Гийерга опять ввели в зал суда, его появление вызвало среди публики благожелательный шепот, возвещавший ему оправдательный приговор. Теперь это был совсем другой человек. Сухие черты расправились, рот смягчился. Он сразу стал представительнее, его лицо выражало невинность. Председатель взволнованным голосом прочитал постановление суда, объявлявшее его свободным; зал разразился рукоплесканиями. Жандарм, который привел Гийерга, кинулся ему в объятия. Председатель поздравил его и братски облобызал. Присяжные расцеловали его. Гамлен обливался слезами радости.
Во дворе Суда, освещенном последними лучами солнца, гудела толпа. Четыре секции Трибунала вынесли накануне тридцать смертных приговоров, и "вязальщицы", примостившись на ступенях парадной лестницы, ожидали отъезда телег. Но Гамлен, спускаясь вниз вместе с присяжными и публикой, не видел, не слышал ничего: он думал лишь об акте справедливости и человеколюбия, который он только что совершил, и радовался, что ему удалось распознать невинного. Во дворе Элоди, бледная, улыбаясь сквозь слезы, кинулась к нему в объятия и замерла в них. Придя немного в себя, она заговорила:
-- Эварист, вы прекрасны, вы добры, вы великодушны! Здесь, в зале, звук вашего голоса, мужественный и мягкий, пронизывал меня всю магнетическими волнами. Я была наэлектризована им. Я все время смотрела на вас там, на скамье. Я видела только вас. А вы, друг мой, и не догадывались о моем присутствии? Ничто не подсказало вам, что я здесь? Я сидела на трибуне, во втором ряду направо. Боже, как приятно делать добро! Вы спасли этого несчастного. Если бы не вы, все было бы кончено: он бы погиб. Вы вернули его жизни, ласкам близких. В эту минуту он, должно быть, благословляет вас. Эварист, я счастлива и горда тем, что люблю вас!

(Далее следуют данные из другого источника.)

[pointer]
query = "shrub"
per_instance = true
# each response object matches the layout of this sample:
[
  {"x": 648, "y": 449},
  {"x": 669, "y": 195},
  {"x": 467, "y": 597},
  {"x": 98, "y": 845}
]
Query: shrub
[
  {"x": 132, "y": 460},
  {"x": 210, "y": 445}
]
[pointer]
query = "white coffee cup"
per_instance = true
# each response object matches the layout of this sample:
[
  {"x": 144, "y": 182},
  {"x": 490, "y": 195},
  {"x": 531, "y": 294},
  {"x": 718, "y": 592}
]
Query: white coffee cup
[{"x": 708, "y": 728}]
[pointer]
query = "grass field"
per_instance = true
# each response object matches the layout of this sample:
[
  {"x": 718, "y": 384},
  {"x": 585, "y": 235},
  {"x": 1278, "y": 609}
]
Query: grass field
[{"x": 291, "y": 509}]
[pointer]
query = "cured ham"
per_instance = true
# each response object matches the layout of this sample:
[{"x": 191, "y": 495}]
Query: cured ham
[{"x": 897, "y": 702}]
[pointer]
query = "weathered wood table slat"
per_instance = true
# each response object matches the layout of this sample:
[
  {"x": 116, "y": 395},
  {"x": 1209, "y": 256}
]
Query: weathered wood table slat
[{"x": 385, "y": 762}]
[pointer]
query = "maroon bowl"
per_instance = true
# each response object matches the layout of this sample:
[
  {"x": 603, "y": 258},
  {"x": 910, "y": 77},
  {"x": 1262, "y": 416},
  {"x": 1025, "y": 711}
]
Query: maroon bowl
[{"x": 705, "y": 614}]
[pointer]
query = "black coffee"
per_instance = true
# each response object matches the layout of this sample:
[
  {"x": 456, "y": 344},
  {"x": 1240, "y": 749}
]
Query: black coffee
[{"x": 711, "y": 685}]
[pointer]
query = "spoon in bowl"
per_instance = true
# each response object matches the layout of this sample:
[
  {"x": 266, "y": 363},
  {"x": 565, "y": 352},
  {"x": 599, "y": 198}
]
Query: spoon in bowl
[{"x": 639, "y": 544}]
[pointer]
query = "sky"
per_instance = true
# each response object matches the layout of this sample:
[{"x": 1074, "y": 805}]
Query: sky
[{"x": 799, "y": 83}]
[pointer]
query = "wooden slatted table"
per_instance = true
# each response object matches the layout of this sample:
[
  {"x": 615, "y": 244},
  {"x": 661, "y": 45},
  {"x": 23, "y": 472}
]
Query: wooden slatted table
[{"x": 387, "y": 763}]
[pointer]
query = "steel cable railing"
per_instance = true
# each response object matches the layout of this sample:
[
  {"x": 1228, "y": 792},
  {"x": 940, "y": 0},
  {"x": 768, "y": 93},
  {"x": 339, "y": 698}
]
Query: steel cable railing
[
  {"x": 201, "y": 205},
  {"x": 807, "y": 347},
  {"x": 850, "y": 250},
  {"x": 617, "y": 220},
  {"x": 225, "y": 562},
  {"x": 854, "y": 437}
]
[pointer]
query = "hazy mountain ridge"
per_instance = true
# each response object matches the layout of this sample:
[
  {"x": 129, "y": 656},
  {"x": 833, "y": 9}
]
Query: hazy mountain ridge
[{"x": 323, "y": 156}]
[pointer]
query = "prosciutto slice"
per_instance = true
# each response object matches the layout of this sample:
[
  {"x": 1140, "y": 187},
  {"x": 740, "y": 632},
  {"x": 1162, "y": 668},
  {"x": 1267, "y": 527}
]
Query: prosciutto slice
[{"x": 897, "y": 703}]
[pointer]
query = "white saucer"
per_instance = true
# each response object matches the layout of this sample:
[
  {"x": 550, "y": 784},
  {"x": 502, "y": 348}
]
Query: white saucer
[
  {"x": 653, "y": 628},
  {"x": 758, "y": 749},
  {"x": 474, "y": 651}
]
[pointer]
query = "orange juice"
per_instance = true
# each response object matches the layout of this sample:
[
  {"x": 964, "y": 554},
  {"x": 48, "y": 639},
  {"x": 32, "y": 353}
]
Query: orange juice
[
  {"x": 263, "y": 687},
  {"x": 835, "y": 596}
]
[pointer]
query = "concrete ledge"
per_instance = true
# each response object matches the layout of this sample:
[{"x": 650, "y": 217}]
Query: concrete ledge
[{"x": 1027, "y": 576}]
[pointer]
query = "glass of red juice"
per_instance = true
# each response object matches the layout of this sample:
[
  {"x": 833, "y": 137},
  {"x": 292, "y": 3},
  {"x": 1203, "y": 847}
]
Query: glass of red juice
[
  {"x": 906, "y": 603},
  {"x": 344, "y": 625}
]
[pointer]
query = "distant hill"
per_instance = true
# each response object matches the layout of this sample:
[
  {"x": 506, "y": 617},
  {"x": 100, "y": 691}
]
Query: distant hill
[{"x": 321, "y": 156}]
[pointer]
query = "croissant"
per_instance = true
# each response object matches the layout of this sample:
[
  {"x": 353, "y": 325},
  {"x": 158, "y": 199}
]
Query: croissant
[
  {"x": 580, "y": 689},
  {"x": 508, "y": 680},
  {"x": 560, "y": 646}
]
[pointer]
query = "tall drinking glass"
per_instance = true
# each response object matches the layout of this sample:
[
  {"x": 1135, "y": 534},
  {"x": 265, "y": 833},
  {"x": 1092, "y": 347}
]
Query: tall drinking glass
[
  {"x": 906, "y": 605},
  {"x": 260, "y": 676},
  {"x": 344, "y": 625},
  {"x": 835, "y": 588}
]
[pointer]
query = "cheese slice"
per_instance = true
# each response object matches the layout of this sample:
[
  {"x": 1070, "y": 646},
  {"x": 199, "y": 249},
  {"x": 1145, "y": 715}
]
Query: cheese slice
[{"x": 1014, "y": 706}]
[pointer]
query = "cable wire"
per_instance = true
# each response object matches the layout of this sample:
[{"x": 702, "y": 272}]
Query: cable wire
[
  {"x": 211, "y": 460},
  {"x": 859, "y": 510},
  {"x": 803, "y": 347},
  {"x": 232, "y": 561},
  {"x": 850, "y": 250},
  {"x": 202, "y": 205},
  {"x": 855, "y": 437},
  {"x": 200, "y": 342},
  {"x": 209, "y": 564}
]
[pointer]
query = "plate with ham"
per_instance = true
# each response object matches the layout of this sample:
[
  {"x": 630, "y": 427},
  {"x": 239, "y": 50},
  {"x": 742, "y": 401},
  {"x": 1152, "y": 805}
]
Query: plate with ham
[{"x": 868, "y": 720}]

Под руку, тесно прижавшись друг к другу, шли они по улицам и чувствовали себя такими легкими, словно крылья выросли у них за плечами.

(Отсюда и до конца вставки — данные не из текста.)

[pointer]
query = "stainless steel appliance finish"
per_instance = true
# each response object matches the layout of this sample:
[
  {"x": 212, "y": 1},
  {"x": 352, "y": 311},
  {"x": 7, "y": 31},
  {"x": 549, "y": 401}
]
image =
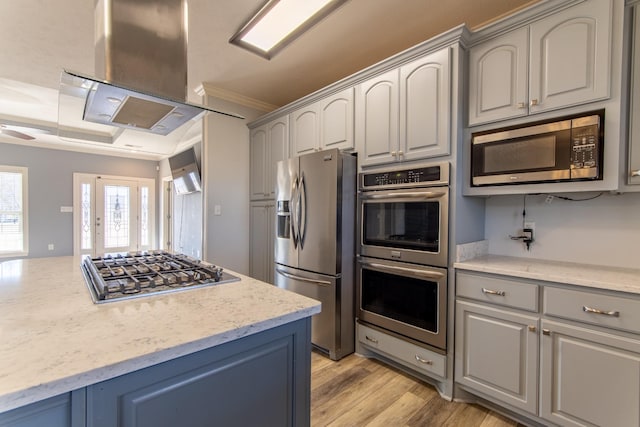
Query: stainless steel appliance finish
[
  {"x": 407, "y": 299},
  {"x": 567, "y": 149},
  {"x": 403, "y": 240},
  {"x": 315, "y": 242},
  {"x": 404, "y": 214},
  {"x": 120, "y": 276},
  {"x": 141, "y": 69}
]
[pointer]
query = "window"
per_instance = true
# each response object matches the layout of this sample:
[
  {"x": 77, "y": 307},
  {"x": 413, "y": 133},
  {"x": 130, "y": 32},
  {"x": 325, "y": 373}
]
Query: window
[{"x": 13, "y": 211}]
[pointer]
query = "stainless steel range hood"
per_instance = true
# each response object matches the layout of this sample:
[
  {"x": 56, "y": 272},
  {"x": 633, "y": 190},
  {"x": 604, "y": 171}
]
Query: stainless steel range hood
[{"x": 141, "y": 68}]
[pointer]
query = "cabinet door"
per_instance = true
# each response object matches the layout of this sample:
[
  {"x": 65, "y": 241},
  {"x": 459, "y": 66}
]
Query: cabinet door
[
  {"x": 589, "y": 377},
  {"x": 425, "y": 105},
  {"x": 497, "y": 354},
  {"x": 336, "y": 121},
  {"x": 305, "y": 130},
  {"x": 377, "y": 119},
  {"x": 570, "y": 57},
  {"x": 277, "y": 150},
  {"x": 262, "y": 240},
  {"x": 634, "y": 117},
  {"x": 257, "y": 161},
  {"x": 498, "y": 78}
]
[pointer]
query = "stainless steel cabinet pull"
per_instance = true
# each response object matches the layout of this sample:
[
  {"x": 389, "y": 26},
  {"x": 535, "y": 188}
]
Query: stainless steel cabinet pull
[
  {"x": 373, "y": 340},
  {"x": 424, "y": 361},
  {"x": 597, "y": 311},
  {"x": 492, "y": 292},
  {"x": 413, "y": 195}
]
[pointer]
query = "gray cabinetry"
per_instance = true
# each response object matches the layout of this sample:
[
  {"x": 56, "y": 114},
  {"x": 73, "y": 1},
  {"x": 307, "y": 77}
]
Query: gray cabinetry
[
  {"x": 325, "y": 124},
  {"x": 589, "y": 377},
  {"x": 558, "y": 61},
  {"x": 580, "y": 355},
  {"x": 65, "y": 410},
  {"x": 268, "y": 145},
  {"x": 404, "y": 114},
  {"x": 497, "y": 344},
  {"x": 259, "y": 380}
]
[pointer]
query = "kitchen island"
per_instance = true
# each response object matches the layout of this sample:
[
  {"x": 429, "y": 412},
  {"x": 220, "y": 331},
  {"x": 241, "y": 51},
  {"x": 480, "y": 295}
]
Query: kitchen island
[{"x": 126, "y": 359}]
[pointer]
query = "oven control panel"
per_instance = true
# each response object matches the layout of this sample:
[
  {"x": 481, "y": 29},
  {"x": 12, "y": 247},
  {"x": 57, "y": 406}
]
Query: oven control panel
[{"x": 414, "y": 177}]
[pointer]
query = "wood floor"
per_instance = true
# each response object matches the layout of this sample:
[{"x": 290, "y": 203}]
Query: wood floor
[{"x": 357, "y": 391}]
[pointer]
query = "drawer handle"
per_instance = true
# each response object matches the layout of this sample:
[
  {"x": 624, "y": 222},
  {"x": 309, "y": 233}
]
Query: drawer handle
[
  {"x": 492, "y": 292},
  {"x": 424, "y": 361},
  {"x": 597, "y": 311},
  {"x": 373, "y": 340}
]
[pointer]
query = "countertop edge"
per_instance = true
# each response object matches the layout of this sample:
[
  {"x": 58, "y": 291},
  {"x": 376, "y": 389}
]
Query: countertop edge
[
  {"x": 597, "y": 277},
  {"x": 44, "y": 391}
]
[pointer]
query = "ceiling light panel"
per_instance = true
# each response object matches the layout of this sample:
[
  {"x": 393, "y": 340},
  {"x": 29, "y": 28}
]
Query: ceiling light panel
[{"x": 279, "y": 22}]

Они направились к "Амуру-Художнику".
-- Пройдем не через магазин, -- сказала Элоди, когда они уже свернули на улицу Оратории.

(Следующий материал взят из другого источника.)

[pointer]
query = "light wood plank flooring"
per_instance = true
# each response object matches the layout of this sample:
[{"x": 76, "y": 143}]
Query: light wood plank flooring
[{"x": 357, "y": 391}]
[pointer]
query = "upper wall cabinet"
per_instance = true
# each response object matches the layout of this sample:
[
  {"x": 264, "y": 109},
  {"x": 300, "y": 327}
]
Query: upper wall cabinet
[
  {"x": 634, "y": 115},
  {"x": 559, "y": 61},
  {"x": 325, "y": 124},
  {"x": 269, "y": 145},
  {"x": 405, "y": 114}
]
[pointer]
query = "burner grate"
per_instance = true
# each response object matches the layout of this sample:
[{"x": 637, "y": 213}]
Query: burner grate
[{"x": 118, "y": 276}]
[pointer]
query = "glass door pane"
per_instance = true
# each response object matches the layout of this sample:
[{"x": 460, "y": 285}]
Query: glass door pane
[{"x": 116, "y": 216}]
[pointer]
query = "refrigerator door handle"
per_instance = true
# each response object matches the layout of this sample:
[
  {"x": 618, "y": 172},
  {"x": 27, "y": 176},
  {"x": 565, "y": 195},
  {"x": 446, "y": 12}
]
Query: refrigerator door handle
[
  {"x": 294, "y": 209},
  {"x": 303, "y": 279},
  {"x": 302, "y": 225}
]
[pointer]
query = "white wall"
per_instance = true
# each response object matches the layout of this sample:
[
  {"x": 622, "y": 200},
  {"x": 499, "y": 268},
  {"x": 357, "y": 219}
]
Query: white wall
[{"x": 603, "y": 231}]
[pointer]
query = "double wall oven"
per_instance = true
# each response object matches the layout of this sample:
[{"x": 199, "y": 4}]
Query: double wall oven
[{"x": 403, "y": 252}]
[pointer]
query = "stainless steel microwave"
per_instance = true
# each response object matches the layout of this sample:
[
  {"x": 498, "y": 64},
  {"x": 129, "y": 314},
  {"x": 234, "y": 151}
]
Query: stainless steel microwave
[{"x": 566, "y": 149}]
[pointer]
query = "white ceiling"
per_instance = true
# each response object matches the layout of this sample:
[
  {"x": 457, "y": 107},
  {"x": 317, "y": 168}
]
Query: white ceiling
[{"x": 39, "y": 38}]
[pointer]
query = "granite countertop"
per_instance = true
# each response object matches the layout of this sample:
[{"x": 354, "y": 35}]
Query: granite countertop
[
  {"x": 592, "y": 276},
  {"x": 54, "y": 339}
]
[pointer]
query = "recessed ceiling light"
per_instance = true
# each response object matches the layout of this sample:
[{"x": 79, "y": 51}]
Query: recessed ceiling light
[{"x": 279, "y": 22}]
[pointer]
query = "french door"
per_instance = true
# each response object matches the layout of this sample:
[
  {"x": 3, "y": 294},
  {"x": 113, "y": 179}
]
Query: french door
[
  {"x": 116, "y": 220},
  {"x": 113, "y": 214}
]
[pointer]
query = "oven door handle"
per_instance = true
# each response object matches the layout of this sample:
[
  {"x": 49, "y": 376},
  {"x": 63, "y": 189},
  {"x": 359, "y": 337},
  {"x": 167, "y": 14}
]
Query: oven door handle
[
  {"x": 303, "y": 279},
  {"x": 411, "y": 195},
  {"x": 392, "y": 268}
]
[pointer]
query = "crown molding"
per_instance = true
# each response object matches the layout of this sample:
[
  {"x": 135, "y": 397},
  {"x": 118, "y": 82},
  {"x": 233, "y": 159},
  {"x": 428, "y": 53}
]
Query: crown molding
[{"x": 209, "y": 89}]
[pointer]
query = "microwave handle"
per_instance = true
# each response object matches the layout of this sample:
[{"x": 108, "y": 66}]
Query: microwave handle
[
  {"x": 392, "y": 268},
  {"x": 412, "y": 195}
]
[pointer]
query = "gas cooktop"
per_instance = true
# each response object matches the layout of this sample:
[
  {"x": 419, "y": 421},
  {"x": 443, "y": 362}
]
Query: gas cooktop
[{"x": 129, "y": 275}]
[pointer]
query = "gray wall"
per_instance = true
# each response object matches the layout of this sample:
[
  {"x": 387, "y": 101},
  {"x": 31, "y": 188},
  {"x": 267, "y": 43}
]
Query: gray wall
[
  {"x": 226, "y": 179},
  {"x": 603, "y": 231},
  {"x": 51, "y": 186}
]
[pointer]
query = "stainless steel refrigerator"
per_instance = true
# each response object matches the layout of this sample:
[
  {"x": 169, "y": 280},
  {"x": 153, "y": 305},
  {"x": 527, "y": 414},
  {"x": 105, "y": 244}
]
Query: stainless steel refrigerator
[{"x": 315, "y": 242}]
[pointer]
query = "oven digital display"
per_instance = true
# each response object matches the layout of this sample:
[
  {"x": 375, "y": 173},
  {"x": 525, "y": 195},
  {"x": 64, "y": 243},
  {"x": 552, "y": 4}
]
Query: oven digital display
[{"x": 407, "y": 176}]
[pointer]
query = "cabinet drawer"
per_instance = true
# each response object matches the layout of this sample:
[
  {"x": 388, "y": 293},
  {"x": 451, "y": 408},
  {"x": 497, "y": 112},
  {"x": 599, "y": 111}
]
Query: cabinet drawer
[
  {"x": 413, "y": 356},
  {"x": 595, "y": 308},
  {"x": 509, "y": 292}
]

Войдя через ворота во двор, она поднялась с ним во второй этаж. На площадке она вынула из ридикюля большой железный ключ.
-- Можно подумать, что это тюремный ключ, -- заметила она. -- Эварист, вы будете моим узником.
Они прошли через столовую и очутились в спальне девушки.
Эварист чувствовал на губах свежесть губ Элоди. Он сжал ее в своих объятиях. Откинув голову, томно закатив глаза, изогнув стан так, что волосы рассыпались у нее по плечам, почти теряя сознание, она выскользнула из его рук и поспешно задвинула засов...
Было уже далеко за полночь, когда гражданка Блез отперла своему любовнику дверь квартиры и шепнула ему в темноте:
-- Прощай, любовь моя! Сейчас должен вернуться отец. Если ты услышишь шаги на лестнице, быстро поднимись этажом выше и не спускайся, пока не убедишься, что всякая опасность миновала. Внизу постучи три раза в окно привратнице: она выпустит тебя на улицу. Прощай, жизнь моя, прощай, моя душа!
Очутившись на улице, Эварист увидел, как приоткрылось окно в комнате Элоди, и алая гвоздика, сорванная маленькой ручкой, упала, точно капля крови, к его ногам.